There are many tell tale signs of a fraudulent e-mail.
- Sender's e-mail address. To give you a false sense of security, the “From” line may include an official-looking e-mail address that may actually be copied from a genuine one. E-mail addresses can easily be spoofed, so just because it looks like it’s from someone you trust, you can’t always be sure.
- Attachments. Similar to fake links, attachments can be used in fraudulent e-mails. Never click on or open an attachment. It could cause you to download spyware or a virus. Capital One will never e-mail you an attachment or a software update to install on your computer. In general, never open unexpected attachments from anyone.
- Generic greeting. A typical fraudulent e-mail will have a generic greeting, such as “Dear Account Holder.”

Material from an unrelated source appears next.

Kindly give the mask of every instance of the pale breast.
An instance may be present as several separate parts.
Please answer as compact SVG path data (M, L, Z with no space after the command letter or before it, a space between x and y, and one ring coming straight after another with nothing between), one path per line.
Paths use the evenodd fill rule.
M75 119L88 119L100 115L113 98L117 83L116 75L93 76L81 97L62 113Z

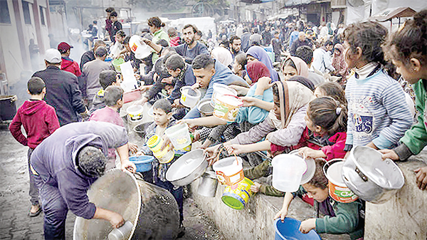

- False sense of urgency. Most fraudulent e-mails threaten to close your account or assess some penalty if you don’t respond right away. An e-mail that urgently requests you to supply sensitive personal information is typically fraudulent.
- Typos and grammatical mistakes. Errors like these are a clear sign the e-mail is fraudulent.
- Treat all links in E-mails as potentially unsafe. Many fraudulent e-mails have a link that looks valid, but sends you to a fake site that may or may not have a URL different from the link. As always, if it looks suspicious, don't click it.